Organization, Good Standing and Qualification.  The Company is a corporation duly organized, validly existing and in good standing under the laws of the State of [State].  The Company has the requisite corporate power to own and operate its properties and assets and to carry on its business as now conducted and as proposed to be conducted.  The Company is duly qualified and is authorized to do business and is in good standing as a foreign corporation in all jurisdictions in which the nature of its activities and of its properties (both owned and leased) makes such qualification necessary, except for those jurisdictions in which failure to do so would not have a material adverse effect on the Company or its business.

b. Corporate Power

The Corporate Power segment confirms the company's legal chops to pull off this deal and meet their duties. In a nutshell, it says: "Yep, our business has the green light for this agreement." It's key for building trust and keeping things legit. So, do make sure that this tidbit is in there and clear as day.

Corporate Power.  The Company has all requisite corporate power to execute and deliver this Agreement, to issue the Note and to carry out and perform its obligations under the terms of the Note.  

c. Authorization

The Authorization chunk validates the thumbs-up from the company's stakeholders and the note's lawfulness. It's an essential slice of your legal cake that double-checks every required company move is made. This clause safeguards all involved members and cements a firm base for your pact.

Authorization.  All corporate action has been taken on the part of the Company, its directors and its stockholders necessary for the authorization of the Note and the execution, delivery and performance of all obligations of the Company under the Note.  The Note, when executed and delivered by the Company, will constitute valid and binding obligations of the Company enforceable in accordance with its terms, subject to laws of general application relating to bankruptcy, insolvency, the relief of debtors.

d. Compliance with Laws

The Compliance with Laws bit states that your venture isn't intentionally stepping over any legal lines that could ding its operations. Adding this clause starts a wave of reassurance for everyone involved, waving the flag of your company's pledge to stay on the straight and narrow, law-wise.

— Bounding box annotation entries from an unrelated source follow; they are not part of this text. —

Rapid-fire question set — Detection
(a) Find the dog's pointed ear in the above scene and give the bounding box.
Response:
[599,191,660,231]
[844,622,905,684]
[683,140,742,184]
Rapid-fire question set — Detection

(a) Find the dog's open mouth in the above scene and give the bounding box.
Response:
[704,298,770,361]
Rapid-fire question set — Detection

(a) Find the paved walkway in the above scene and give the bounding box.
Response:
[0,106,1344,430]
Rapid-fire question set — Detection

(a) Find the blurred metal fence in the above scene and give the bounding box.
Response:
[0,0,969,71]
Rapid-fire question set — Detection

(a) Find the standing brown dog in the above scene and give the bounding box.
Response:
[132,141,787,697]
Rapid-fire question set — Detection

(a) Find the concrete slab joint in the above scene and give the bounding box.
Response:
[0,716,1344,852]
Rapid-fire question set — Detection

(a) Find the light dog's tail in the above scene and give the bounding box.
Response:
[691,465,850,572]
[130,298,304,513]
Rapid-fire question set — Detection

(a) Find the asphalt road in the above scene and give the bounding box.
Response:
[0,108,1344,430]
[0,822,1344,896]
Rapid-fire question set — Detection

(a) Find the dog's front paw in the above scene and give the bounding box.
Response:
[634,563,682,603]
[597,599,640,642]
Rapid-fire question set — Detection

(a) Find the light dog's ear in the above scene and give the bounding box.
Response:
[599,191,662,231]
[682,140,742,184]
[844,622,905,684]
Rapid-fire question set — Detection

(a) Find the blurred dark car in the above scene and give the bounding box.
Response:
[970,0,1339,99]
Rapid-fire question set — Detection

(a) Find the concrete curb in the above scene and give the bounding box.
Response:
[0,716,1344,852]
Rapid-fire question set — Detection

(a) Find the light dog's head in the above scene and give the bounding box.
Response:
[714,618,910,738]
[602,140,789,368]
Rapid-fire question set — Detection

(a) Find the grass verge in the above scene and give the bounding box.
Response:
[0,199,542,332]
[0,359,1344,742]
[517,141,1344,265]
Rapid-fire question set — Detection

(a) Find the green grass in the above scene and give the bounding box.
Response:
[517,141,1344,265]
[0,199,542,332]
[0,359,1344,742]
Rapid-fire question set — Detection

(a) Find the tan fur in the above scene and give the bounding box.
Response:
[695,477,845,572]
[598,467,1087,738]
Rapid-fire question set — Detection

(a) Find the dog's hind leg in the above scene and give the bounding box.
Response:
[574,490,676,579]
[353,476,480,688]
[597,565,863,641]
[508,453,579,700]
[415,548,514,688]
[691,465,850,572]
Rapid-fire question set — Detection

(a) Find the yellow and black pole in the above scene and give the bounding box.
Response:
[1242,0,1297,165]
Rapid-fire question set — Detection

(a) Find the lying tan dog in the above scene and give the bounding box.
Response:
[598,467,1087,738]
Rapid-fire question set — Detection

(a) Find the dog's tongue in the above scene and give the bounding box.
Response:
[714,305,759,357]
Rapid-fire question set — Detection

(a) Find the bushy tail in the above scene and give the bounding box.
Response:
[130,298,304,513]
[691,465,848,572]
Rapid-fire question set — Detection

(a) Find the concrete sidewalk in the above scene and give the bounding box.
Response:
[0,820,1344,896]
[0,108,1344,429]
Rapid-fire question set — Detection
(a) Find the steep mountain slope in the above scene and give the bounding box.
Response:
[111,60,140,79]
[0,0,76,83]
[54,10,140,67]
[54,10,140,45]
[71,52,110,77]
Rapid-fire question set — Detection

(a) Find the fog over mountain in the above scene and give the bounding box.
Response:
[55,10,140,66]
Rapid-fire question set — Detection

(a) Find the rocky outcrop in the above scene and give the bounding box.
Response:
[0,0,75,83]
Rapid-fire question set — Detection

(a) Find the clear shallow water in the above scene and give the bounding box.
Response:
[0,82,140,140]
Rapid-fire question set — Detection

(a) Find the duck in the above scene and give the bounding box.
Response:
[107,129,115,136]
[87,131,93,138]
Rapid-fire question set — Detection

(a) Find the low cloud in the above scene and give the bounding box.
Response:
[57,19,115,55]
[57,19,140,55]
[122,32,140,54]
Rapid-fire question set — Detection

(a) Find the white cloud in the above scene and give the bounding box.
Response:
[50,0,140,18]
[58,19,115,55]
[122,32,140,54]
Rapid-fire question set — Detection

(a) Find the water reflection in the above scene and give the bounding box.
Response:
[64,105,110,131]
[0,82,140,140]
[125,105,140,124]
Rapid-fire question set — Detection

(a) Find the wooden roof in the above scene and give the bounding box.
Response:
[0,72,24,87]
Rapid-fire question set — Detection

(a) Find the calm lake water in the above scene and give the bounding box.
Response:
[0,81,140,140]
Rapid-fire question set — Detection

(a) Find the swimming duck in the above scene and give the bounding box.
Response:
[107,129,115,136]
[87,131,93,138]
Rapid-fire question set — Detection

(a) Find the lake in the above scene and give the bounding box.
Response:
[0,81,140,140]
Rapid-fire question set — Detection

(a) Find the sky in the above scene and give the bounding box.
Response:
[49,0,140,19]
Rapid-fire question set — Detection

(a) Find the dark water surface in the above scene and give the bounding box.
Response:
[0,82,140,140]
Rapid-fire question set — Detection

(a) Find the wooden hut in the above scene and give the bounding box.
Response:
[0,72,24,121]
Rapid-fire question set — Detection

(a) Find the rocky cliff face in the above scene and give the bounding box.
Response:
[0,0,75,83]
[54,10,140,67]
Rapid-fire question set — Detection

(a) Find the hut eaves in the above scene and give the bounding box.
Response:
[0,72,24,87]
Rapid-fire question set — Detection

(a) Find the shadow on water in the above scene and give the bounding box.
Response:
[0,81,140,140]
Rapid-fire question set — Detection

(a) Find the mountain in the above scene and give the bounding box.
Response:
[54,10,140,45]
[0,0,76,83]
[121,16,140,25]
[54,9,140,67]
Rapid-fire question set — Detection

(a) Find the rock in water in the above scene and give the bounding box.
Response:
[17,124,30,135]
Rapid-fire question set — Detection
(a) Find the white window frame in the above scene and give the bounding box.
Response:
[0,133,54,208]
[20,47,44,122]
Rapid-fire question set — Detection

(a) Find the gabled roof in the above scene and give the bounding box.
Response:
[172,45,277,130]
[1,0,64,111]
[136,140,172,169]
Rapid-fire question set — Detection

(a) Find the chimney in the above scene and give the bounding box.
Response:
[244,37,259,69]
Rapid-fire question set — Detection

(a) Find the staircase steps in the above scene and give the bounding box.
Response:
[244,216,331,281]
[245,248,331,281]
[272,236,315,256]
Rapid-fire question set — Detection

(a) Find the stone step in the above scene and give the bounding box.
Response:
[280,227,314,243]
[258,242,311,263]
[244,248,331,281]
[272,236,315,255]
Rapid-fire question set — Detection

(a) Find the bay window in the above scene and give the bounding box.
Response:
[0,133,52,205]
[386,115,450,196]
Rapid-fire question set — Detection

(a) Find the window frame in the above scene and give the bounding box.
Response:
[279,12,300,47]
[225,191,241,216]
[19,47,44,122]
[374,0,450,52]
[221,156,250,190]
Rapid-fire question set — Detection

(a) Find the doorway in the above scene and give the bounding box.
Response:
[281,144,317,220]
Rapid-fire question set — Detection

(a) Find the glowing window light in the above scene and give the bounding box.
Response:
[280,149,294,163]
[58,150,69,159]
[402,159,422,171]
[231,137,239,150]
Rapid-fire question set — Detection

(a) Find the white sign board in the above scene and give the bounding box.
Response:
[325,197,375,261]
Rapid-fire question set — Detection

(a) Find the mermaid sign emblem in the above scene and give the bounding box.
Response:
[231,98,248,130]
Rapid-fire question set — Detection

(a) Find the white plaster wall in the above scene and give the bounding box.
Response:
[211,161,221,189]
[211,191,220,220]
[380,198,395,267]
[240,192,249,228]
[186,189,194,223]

Compliance with Laws.  To its knowledge, the Company is not in violation of any applicable statute, rule, regulation, order or restriction of any domestic or foreign government or any instrumentality or agency in respect of the conduct of its business or the ownership of its properties, which violation would materially and adversely affect the business, assets, liabilities, financial condition or operations of the Company.

e. Use of Proceeds

The Use of Proceeds part hammers home the point that the borrowed funds are purely for the business lane, not the personal one. It's vital for keeping the curtain up on transparency and holding the trust thread tight with the money lenders.

Use of Proceeds.  The Company will use the proceeds of the Note for the operations of its business, and not for any personal, family or household purpose.

Can a promissory note be used without a mortgage?

Absolutely, a promissory note can stand alone without a mortgage. A promissory note is a legal paper that spells out the loan's nitty-gritty, while a mortgage anchors the loan to a solid asset, like a property. Promissory notes cater to both secured and unsecured loans, so you can have a promissory note sans mortgage, known as an unsecured loan. But here's the catch: a mortgage usually can't breathe without a promissory note, as the note breaks down the payback game plan and highlights the borrower's vow to cough up the owed cash.

How do you collect from a promissory note?

To retrieve funds from a promissory note, tally up the total due, comprising interest and additional charges. Reach out to the indebted party via written correspondence. If payment isn't forthcoming, mull over taking it to the courts. Make certain you've got all paperwork in a row and head for a legal expert's advice, remembering each locality has its own playbook. Steer clear from pestering the debtor as that could tread into unlawful territory. Always have a chat with a legal professional to dodge slip-ups.